So, we’re walking in darkness here–and dealing in our own personal punditorial prejudices. Given what we do know, the notion that Sarah Palin’s “reload” target ads had anything to do with this barbarity has less likelihood than a scenario that both Andrew Sullivan and I would find terribly inconvenient: that Loughner was a paranoid schizophrenic whose illness was exacerbated by frequent marijuana use. (Both Andrew and I favor legalization.) I’m not saying that marijuana was the cause of this–again, no one knows why Loughner went berserk–but as Massimo Calabresi writes below, frequent drug use can have a deleterious effect on those with schizophrenic tendency.

Another thing Massimo notes below seems right to me: it is the zeitgeist, rather than individual events,  that trigger violence among those who are truly mentally ill. A sane person may lose his job–or her dream to become a legal American citizen–and act out against a boss or a politician who caused the pain. Insane people tend to be driven by obsessions and delusions and a general sense of despair.

It is more likely that Loughner, if he proves crazy (as seems entirely probable), was obsessed with Giffords–as Reagan’s would-be assassin was with Jody Foster–than he was infuriated by her politics (although the latter certainly isn’t out of the question). And it’s more likely that the paranoid “end of our republic” apocalypse-slinging by someone like Glenn Beck, which helps to build a doom-laden zeitgeist, was less tangential to Loughner’s state of mind than Palin’s odious advertisements were (or any of the plague of gun-toting nonsense that politicians of both parties used to establish their bona fides in a nation suffering from a severe ballistic mania).
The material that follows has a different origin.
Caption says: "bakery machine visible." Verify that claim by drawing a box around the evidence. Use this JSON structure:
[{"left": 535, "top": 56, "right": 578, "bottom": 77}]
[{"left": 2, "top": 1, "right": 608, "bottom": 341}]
But again, this is all speculation…about speculation. I think a profitable route for us thumb-twiddlers would be to explore the actual conditions on the ground when it comes to (a) our treatment of the estimated 2.2 million paranoid schizophrenics among us and (b) our lax standards when it comes to selling guns to such people….and that’s what I plan to do in my print column this week.

Meanwhile, in the cable news equivalent of a total lunar (or perhaps, lunatic) eclipse, I was attacked during the same hour yesterday by Ed Schultz and Glenn Beck. I am humbled, and amused, by this stereo onslaught.